A total of 1827 patients on cART starting at least one new antiretroviral from 1 January 2000 while maintaining a suppressed viral load were included in the analysis. Poisson regression analysis identified factors predictive of virological failure after baseline in addition to traditional demographic variables. Baseline was defined as the date of starting new antiretrovirals.
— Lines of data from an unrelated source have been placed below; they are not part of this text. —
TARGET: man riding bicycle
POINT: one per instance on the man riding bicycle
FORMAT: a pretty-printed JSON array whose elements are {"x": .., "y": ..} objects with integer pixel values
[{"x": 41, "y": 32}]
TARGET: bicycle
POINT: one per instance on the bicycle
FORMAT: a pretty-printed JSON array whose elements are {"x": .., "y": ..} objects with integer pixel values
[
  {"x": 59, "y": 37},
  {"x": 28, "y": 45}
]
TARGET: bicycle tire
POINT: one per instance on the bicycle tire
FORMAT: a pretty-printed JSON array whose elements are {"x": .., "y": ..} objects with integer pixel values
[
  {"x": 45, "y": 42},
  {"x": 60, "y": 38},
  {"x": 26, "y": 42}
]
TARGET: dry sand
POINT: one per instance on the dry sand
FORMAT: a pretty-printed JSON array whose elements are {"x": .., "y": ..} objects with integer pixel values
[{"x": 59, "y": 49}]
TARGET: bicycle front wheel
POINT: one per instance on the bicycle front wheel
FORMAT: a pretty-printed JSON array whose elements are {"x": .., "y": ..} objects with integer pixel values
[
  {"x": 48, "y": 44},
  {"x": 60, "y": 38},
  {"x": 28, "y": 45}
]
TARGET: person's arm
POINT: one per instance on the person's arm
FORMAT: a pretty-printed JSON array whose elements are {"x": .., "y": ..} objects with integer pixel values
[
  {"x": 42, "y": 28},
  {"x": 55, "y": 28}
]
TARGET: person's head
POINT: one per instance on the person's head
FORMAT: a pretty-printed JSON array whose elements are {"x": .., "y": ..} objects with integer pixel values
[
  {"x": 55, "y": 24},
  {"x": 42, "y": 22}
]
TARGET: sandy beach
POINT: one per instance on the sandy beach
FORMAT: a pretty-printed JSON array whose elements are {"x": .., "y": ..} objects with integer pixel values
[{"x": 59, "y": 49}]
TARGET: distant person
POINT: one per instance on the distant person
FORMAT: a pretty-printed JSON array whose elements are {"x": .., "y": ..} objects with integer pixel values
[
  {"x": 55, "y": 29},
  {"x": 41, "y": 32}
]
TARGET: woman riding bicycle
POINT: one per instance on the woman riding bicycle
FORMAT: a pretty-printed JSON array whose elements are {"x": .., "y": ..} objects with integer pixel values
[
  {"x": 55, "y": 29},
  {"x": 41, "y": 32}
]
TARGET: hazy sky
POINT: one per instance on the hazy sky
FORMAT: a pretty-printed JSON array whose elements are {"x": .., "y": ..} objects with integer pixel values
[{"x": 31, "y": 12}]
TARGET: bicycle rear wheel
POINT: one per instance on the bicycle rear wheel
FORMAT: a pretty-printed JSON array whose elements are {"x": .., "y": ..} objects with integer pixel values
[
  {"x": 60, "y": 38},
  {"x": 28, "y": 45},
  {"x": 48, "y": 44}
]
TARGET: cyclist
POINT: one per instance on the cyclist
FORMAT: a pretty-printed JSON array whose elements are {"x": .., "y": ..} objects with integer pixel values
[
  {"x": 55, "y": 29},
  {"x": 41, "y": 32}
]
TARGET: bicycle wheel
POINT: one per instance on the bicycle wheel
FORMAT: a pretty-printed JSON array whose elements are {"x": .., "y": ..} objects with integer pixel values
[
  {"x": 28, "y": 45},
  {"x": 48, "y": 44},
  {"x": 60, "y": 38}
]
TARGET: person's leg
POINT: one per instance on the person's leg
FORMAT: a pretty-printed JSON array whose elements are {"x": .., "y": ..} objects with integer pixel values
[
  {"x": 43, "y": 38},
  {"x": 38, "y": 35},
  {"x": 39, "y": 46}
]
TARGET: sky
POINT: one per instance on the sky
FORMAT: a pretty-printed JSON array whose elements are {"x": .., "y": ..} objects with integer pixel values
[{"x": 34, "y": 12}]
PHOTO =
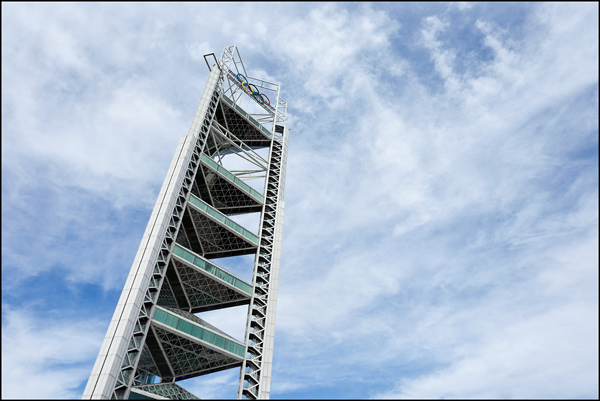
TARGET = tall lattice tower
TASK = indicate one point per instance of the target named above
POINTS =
(156, 338)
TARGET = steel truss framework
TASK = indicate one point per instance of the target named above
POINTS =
(155, 339)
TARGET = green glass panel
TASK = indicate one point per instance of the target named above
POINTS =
(228, 222)
(185, 326)
(208, 336)
(165, 318)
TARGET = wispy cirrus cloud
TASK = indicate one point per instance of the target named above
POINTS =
(441, 216)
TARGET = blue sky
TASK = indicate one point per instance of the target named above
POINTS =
(441, 221)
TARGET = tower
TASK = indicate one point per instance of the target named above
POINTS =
(157, 336)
Four hundred and fifty-one patients (24.7%) experienced virological failure, with an incidence rate (IR) of 7.3 per 100 person-years of follow-up (PYFU) [95% confidence interval (CI) 6.7–8.0]. After adjustment, patients who had rebounded in the year prior to baseline had a 2.4-times higher rate of virological failure after baseline (95% CI 1.77–3.26; P<.0001), while there was no increased incidence in patients whose last viral rebound was >3 years prior to baseline [Incidence rate ratio (IRR) 1.06; 95% CI 0.75–1.50; P=0.73] compared with patients who had never virally rebounded. Patients had an 86% (95% CI 1.36–2.55; P<.0001), 53% (95% CI 1.06–2.04; P=0.02) and 5% (95% CI 0.80–1.38; P=0.72) higher virological failure rate after baseline if they were virally suppressed <50%, 50–70% and 70–90% of the time they were on cART prior to baseline, respectively, compared with those virally suppressed >90% of the time.


Intensive monitoring after a treatment switch is required in patients who have rebounded recently or have a low percentage of time suppressed while on cART. Consideration should be given to increasing the provision of adherence counselling.